Some 43 per cent of global companies have permanently altered their operating model in response to the events of the past 18 months, according to a study of executives at 570 leading global companies from Ernst & Young. A further 45 per cent said there had been a temporary impact.
And 56 per cent of the executives said that their risk management processes had been permanently altered – 33 per cent temporarily. For 45 per cent the regulatory framework for business had also fundamentally changed.
Scott Halliday, UK and Ireland country managing partner at Ernst & Young said: “Not only does this research show the permanent impact of the change that has taken place in the past 12 months, it also demonstrates how rapid that change has been and how very few people saw this coming. More than three quarters of the executives we surveyed were surprised by both the severity and speed of the downturn.”
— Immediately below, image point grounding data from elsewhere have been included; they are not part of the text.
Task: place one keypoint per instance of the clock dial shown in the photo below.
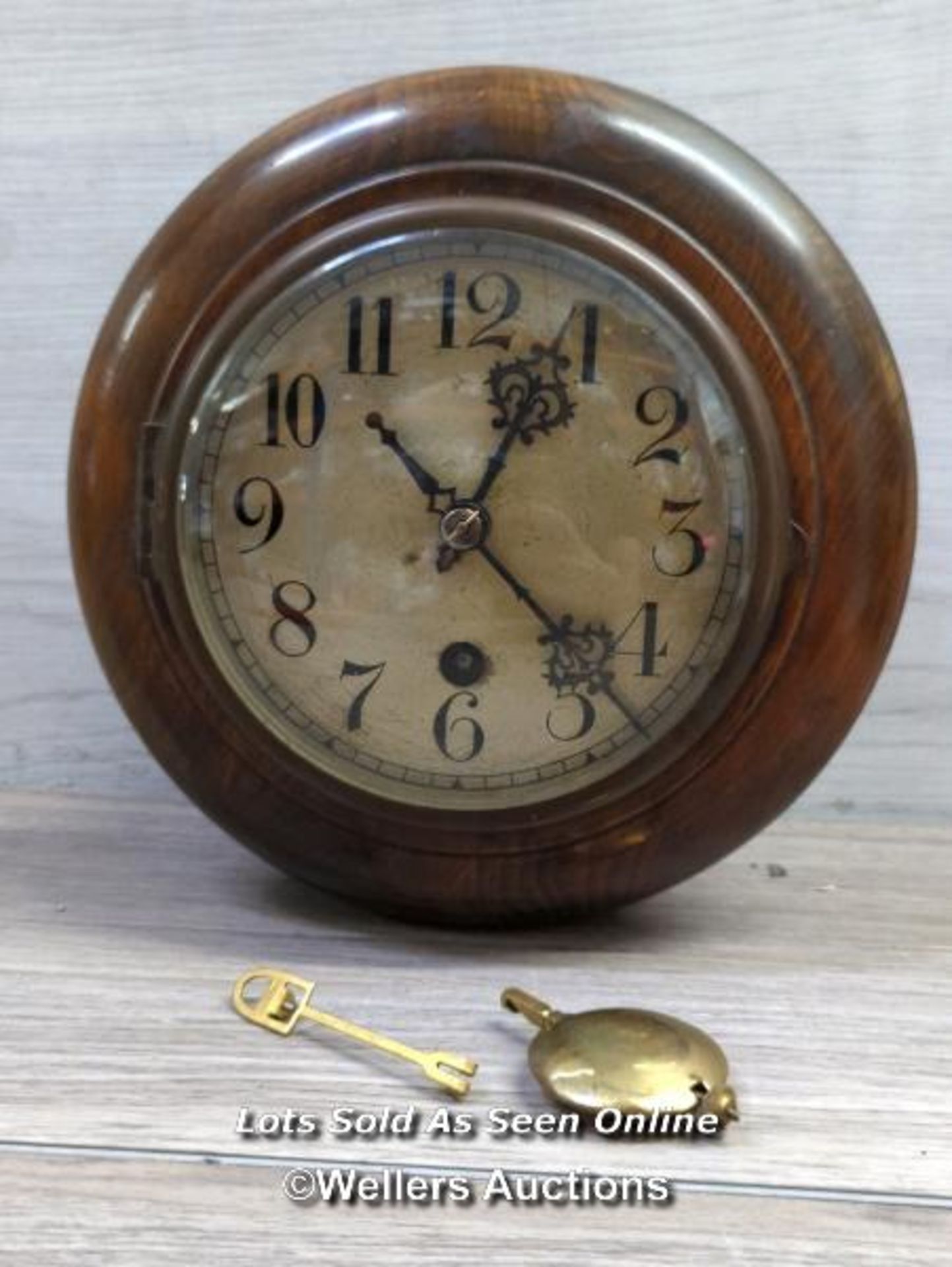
(466, 519)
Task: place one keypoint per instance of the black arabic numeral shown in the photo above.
(590, 337)
(657, 407)
(303, 388)
(270, 506)
(587, 719)
(649, 653)
(355, 713)
(293, 634)
(492, 293)
(698, 546)
(443, 728)
(384, 309)
(447, 325)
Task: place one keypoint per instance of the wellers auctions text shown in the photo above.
(393, 1186)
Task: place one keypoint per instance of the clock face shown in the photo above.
(466, 520)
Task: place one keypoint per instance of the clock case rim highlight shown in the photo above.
(737, 236)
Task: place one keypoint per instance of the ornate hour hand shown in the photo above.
(530, 399)
(580, 657)
(428, 484)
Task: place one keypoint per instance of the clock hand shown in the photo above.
(579, 655)
(426, 483)
(528, 402)
(522, 592)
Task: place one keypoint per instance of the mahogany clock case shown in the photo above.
(784, 319)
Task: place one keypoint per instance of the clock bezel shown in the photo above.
(792, 302)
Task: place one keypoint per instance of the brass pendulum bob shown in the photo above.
(624, 1058)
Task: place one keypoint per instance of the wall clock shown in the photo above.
(492, 496)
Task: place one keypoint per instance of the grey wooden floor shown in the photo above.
(823, 967)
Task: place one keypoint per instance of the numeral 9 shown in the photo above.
(255, 501)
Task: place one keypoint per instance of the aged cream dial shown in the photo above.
(466, 519)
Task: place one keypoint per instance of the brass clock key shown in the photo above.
(625, 1058)
(285, 1000)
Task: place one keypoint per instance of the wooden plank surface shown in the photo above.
(823, 967)
(110, 1212)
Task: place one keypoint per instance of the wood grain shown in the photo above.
(829, 986)
(826, 431)
(93, 136)
(109, 114)
(161, 1212)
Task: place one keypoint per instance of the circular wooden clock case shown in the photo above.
(492, 496)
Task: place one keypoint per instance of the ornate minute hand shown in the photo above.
(530, 399)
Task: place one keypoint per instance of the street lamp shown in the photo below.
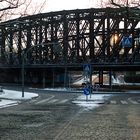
(24, 53)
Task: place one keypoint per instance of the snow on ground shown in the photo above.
(91, 102)
(11, 97)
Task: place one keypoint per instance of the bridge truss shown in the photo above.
(72, 39)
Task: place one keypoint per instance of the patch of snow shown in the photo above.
(10, 97)
(7, 103)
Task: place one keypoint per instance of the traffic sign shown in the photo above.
(127, 42)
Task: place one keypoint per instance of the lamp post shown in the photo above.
(24, 53)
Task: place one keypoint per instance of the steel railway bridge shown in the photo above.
(107, 39)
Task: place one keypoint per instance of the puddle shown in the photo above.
(34, 125)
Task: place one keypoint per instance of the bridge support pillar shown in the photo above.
(44, 79)
(101, 78)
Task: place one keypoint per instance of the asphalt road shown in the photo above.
(53, 116)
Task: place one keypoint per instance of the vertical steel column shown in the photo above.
(110, 79)
(19, 45)
(40, 41)
(65, 47)
(11, 47)
(101, 77)
(77, 36)
(2, 43)
(28, 42)
(91, 35)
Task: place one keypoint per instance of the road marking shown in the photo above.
(124, 102)
(63, 101)
(45, 100)
(113, 102)
(53, 101)
(132, 101)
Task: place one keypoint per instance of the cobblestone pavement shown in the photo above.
(55, 117)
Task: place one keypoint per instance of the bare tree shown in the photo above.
(17, 8)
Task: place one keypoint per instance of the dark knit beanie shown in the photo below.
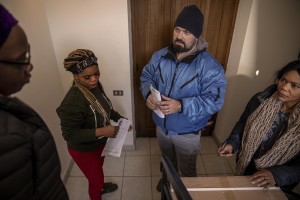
(7, 21)
(191, 19)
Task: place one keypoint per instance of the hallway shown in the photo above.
(137, 172)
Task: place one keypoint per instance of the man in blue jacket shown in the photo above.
(192, 87)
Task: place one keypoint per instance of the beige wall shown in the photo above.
(266, 37)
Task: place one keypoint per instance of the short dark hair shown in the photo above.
(294, 65)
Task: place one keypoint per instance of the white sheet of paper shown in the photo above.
(114, 146)
(157, 97)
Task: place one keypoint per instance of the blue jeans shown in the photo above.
(182, 150)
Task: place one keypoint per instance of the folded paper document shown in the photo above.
(156, 95)
(114, 146)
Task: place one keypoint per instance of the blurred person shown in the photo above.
(30, 166)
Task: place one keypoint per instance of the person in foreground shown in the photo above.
(192, 85)
(85, 115)
(30, 166)
(267, 135)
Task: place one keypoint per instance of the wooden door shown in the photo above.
(152, 27)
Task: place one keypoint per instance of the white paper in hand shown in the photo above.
(114, 146)
(156, 95)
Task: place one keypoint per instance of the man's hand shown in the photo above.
(151, 103)
(168, 106)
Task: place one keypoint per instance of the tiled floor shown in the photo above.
(137, 172)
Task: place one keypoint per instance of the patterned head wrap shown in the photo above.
(79, 60)
(7, 21)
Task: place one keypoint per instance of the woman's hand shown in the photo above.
(107, 131)
(225, 151)
(263, 178)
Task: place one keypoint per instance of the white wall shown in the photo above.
(266, 37)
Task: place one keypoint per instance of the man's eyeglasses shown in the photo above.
(25, 62)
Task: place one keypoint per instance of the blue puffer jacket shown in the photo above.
(198, 81)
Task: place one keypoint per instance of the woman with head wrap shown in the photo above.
(85, 115)
(267, 135)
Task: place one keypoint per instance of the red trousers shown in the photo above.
(91, 164)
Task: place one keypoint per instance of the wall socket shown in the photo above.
(118, 92)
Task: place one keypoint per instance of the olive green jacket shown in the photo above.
(79, 120)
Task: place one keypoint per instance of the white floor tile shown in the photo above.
(208, 145)
(155, 165)
(154, 147)
(216, 165)
(142, 148)
(114, 166)
(137, 166)
(137, 188)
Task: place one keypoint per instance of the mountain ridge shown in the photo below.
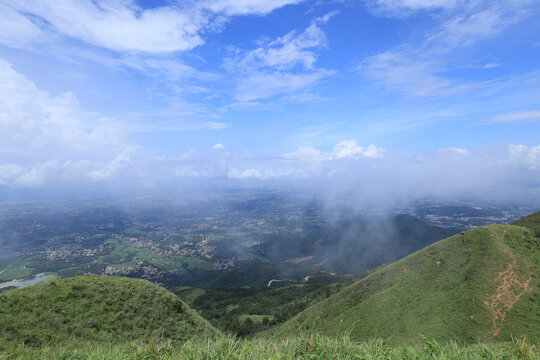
(481, 284)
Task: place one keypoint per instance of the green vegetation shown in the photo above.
(532, 222)
(480, 285)
(96, 308)
(297, 346)
(475, 295)
(228, 308)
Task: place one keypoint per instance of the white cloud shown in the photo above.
(244, 7)
(121, 25)
(265, 85)
(453, 150)
(346, 149)
(33, 123)
(404, 8)
(468, 28)
(282, 66)
(515, 117)
(308, 154)
(524, 156)
(399, 70)
(491, 65)
(350, 149)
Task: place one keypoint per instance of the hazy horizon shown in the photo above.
(388, 100)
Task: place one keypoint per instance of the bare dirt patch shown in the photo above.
(510, 287)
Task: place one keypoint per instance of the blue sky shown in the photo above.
(98, 92)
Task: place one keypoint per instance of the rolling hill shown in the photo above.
(96, 308)
(483, 284)
(356, 244)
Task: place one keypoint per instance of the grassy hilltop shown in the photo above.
(474, 295)
(480, 285)
(96, 308)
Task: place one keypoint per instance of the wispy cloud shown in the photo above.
(514, 117)
(281, 66)
(423, 69)
(123, 25)
(346, 149)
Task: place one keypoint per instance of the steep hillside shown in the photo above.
(99, 308)
(532, 222)
(480, 285)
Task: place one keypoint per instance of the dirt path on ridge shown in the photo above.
(509, 289)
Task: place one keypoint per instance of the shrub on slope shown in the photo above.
(99, 308)
(483, 284)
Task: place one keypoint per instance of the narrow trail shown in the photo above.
(509, 289)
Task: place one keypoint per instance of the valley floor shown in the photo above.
(307, 346)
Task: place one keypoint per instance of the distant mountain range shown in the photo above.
(483, 284)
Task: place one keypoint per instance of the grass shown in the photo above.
(96, 308)
(299, 346)
(257, 319)
(482, 285)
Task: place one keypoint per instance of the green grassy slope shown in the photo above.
(482, 285)
(295, 346)
(97, 308)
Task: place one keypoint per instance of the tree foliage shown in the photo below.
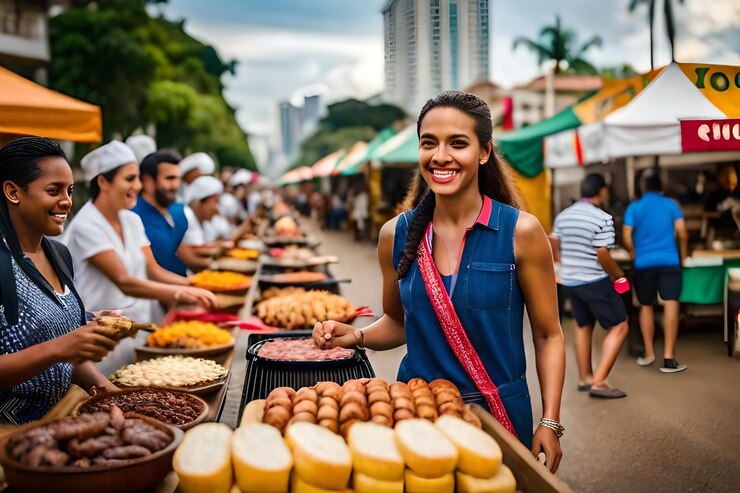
(560, 44)
(144, 70)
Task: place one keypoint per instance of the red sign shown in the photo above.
(710, 135)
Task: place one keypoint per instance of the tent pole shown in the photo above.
(631, 177)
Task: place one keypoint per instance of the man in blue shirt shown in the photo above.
(164, 220)
(651, 226)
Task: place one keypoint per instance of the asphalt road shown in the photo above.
(672, 433)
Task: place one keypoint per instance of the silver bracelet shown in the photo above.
(554, 425)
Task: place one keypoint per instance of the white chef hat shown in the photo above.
(199, 160)
(228, 205)
(106, 158)
(202, 187)
(241, 177)
(142, 145)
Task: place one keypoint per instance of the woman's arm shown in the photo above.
(109, 263)
(156, 272)
(74, 347)
(537, 280)
(388, 331)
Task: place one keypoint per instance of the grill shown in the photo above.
(262, 376)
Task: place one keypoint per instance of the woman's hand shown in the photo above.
(195, 296)
(331, 334)
(546, 441)
(83, 344)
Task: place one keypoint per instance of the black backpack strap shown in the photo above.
(8, 292)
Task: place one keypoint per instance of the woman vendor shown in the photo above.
(45, 342)
(113, 260)
(457, 272)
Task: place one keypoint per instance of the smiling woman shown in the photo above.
(45, 344)
(467, 261)
(112, 256)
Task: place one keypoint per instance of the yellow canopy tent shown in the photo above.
(26, 108)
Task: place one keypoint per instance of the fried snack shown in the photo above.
(190, 335)
(119, 327)
(220, 281)
(169, 371)
(295, 308)
(243, 253)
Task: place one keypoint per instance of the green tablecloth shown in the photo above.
(706, 285)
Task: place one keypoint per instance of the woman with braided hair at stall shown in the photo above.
(46, 344)
(457, 272)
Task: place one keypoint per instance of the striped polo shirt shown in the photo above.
(581, 229)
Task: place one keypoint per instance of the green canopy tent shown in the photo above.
(522, 148)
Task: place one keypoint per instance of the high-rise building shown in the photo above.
(432, 46)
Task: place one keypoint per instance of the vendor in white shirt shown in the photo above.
(203, 198)
(113, 262)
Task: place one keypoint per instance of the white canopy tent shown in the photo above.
(649, 125)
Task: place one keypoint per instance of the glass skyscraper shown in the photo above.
(432, 46)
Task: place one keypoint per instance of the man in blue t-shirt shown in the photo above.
(651, 225)
(164, 220)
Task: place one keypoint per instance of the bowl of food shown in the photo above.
(94, 452)
(185, 373)
(221, 281)
(188, 338)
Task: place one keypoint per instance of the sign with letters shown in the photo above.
(710, 135)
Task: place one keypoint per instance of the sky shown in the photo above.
(288, 47)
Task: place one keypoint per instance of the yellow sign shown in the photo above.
(720, 84)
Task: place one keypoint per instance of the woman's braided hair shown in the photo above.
(494, 177)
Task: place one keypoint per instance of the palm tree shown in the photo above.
(559, 44)
(669, 23)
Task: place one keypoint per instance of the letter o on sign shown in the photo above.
(719, 81)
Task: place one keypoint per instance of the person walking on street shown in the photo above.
(585, 233)
(651, 226)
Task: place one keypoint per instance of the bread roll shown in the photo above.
(298, 485)
(254, 412)
(262, 460)
(425, 449)
(366, 484)
(374, 452)
(419, 484)
(479, 454)
(203, 459)
(502, 482)
(320, 457)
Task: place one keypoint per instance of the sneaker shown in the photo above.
(645, 361)
(672, 366)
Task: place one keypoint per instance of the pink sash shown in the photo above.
(455, 333)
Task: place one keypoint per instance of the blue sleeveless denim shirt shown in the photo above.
(489, 303)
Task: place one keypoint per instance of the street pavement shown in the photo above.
(672, 433)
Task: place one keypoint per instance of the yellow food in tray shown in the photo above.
(189, 335)
(243, 253)
(220, 281)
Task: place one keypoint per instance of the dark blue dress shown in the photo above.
(40, 319)
(489, 303)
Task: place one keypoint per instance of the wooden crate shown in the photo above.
(531, 476)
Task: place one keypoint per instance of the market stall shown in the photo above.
(27, 108)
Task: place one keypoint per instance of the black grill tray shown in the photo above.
(263, 376)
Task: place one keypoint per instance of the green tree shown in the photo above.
(144, 70)
(670, 23)
(560, 44)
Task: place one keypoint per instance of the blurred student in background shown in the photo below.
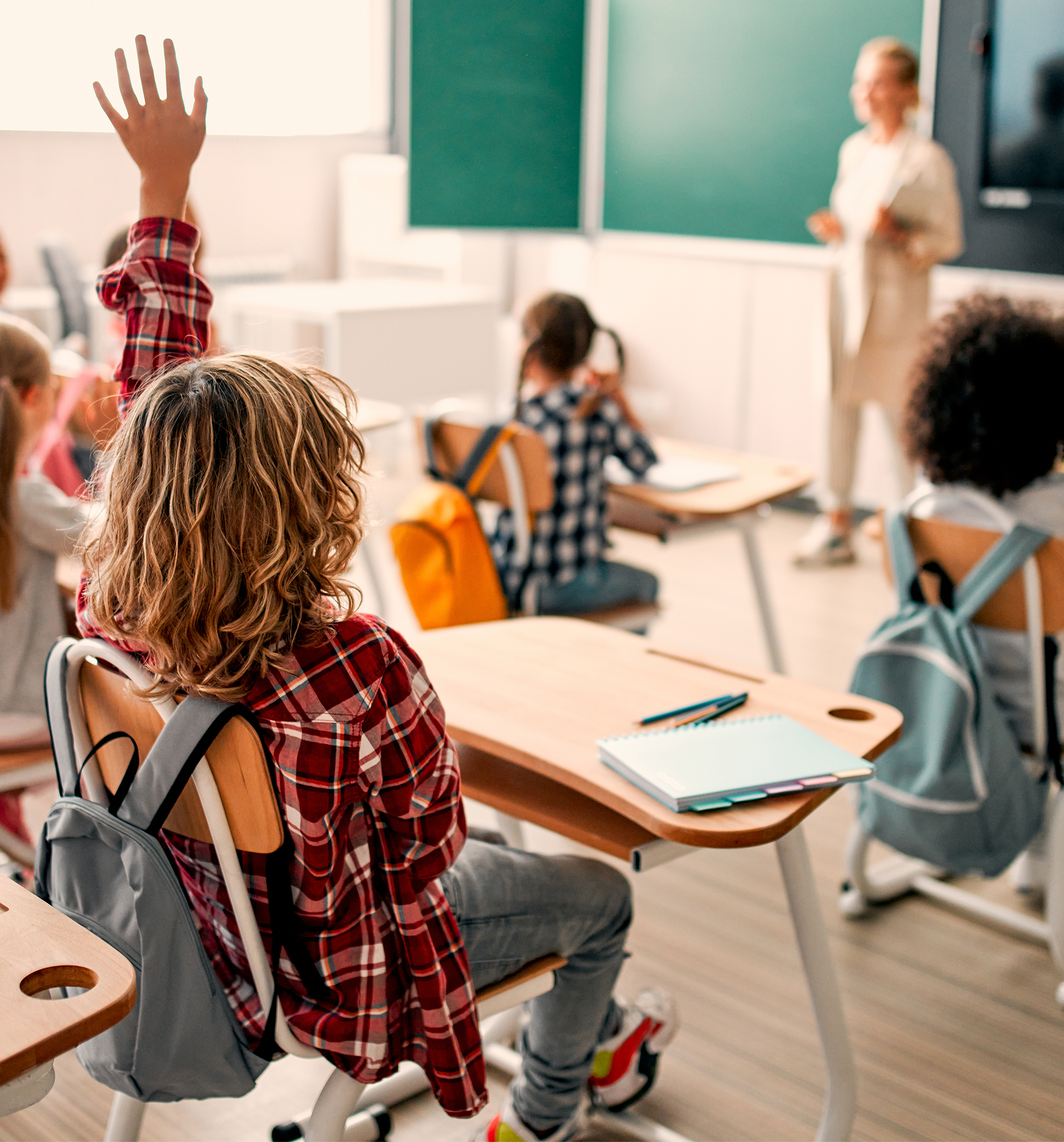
(584, 417)
(894, 214)
(37, 525)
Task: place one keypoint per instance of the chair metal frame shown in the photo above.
(334, 1117)
(899, 875)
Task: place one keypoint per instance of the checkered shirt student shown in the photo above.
(572, 535)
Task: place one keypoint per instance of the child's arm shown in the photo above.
(164, 303)
(409, 767)
(630, 446)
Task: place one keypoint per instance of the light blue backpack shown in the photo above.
(955, 790)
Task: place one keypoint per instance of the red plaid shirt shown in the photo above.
(368, 780)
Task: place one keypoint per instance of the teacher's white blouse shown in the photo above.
(882, 292)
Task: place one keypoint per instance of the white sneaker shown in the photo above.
(508, 1128)
(824, 548)
(626, 1064)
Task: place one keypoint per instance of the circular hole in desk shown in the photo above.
(40, 983)
(852, 714)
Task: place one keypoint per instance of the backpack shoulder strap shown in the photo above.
(168, 767)
(903, 563)
(482, 457)
(1007, 555)
(154, 791)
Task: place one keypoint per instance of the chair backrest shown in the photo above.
(237, 762)
(65, 280)
(958, 549)
(454, 442)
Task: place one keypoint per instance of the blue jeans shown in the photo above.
(513, 907)
(603, 585)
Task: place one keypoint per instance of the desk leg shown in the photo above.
(747, 526)
(125, 1122)
(840, 1100)
(372, 573)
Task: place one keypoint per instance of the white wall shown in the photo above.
(252, 195)
(735, 335)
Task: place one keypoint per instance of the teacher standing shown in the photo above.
(881, 289)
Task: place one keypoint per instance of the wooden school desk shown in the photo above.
(40, 948)
(527, 699)
(731, 503)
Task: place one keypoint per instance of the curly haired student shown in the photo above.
(233, 507)
(987, 414)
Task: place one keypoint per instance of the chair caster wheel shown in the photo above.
(852, 905)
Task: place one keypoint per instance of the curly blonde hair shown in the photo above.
(233, 507)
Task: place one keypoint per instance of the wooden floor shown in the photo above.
(956, 1030)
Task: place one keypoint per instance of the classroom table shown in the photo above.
(732, 503)
(40, 948)
(526, 700)
(400, 340)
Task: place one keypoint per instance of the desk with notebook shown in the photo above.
(733, 503)
(527, 699)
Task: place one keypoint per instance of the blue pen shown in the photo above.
(684, 709)
(733, 704)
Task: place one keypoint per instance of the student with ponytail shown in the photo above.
(584, 417)
(37, 525)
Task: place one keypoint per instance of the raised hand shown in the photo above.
(162, 139)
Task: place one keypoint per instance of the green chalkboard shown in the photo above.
(724, 118)
(495, 91)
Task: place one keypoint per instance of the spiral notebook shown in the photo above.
(720, 764)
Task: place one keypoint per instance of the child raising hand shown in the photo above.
(232, 511)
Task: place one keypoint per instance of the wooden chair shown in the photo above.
(1031, 601)
(519, 480)
(26, 759)
(232, 804)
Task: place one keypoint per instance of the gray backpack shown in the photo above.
(955, 790)
(105, 868)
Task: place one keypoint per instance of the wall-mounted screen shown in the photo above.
(1023, 154)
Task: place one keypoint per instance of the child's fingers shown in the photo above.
(148, 76)
(116, 122)
(174, 79)
(199, 104)
(129, 98)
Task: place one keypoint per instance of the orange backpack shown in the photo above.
(443, 554)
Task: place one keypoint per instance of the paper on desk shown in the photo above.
(675, 474)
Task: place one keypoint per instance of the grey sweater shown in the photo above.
(50, 525)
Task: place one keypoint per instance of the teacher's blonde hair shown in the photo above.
(887, 47)
(233, 507)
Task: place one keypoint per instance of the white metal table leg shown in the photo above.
(747, 527)
(840, 1099)
(334, 1107)
(124, 1124)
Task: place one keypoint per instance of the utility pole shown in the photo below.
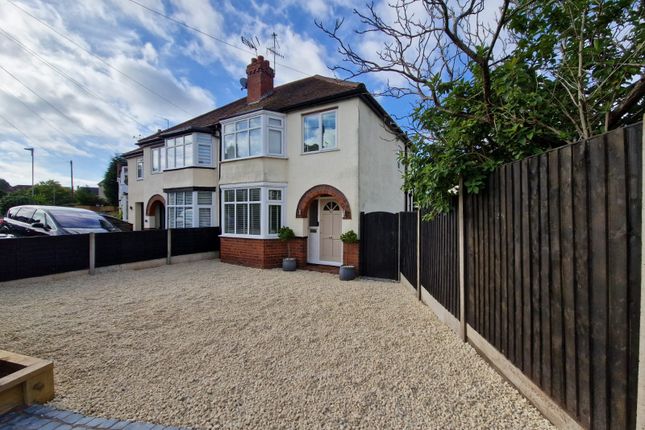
(31, 149)
(71, 175)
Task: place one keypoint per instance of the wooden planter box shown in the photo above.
(24, 381)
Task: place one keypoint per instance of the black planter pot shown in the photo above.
(347, 273)
(289, 264)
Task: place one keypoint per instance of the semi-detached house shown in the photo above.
(310, 154)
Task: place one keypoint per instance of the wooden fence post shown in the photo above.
(169, 247)
(419, 254)
(92, 253)
(462, 262)
(640, 396)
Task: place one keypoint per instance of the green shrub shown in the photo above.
(349, 237)
(285, 233)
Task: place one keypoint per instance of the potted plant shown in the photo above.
(350, 242)
(285, 234)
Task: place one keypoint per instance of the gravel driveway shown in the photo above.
(211, 345)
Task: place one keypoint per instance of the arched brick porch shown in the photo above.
(322, 191)
(152, 204)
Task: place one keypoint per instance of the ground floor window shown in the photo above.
(253, 211)
(191, 209)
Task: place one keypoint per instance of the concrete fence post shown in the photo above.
(419, 254)
(398, 252)
(169, 246)
(92, 253)
(462, 262)
(640, 396)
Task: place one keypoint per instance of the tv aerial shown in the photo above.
(251, 42)
(275, 49)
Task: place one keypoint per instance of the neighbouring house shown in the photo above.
(122, 182)
(101, 191)
(310, 154)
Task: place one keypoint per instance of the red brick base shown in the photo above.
(351, 254)
(261, 253)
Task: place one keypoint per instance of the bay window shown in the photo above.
(253, 136)
(319, 131)
(188, 209)
(253, 211)
(190, 150)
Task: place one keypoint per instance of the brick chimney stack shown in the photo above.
(259, 79)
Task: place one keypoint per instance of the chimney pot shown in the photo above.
(259, 79)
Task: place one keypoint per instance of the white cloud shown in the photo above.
(101, 115)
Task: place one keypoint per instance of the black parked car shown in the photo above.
(54, 221)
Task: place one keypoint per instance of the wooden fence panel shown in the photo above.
(440, 260)
(408, 253)
(553, 272)
(379, 245)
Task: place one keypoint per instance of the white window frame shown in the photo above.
(157, 152)
(140, 173)
(265, 126)
(319, 115)
(196, 140)
(264, 201)
(194, 206)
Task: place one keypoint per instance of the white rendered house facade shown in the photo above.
(311, 155)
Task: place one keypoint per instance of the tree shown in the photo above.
(5, 186)
(86, 197)
(15, 199)
(490, 91)
(52, 193)
(110, 186)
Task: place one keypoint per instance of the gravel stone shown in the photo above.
(212, 345)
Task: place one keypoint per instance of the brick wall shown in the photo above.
(351, 254)
(261, 253)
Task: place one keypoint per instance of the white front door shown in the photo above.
(331, 247)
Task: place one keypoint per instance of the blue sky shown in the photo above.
(78, 108)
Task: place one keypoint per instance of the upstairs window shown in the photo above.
(139, 168)
(319, 131)
(191, 150)
(253, 136)
(157, 159)
(179, 152)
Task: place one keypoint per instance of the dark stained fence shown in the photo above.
(379, 245)
(440, 259)
(408, 249)
(553, 272)
(38, 256)
(129, 247)
(193, 240)
(28, 257)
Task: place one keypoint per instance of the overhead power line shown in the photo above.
(29, 108)
(99, 58)
(68, 77)
(29, 139)
(217, 39)
(39, 96)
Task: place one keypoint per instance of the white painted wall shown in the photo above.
(338, 168)
(257, 169)
(141, 190)
(380, 172)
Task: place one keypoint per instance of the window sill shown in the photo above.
(279, 157)
(247, 236)
(189, 167)
(322, 151)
Over the past year 86 per cent of executive said they had accelerated cost reduction programs, 52 per cent had speeded up their restructuring plans and 38 per cent had pushed the button on a “significant employee reduction program”. When asked about their key drivers in the short term there was increased scrutiny on profitability (73 per cent), pricing strategy (55 per cent) and 52 per cent their relationship with customers. 38 per cent had seen more investment in risk.
In the longer term, executives were pretty evenly split between expanding into new geographies, increased use of strategic alliances, acquisitions, and speed to market and divesting non-core business.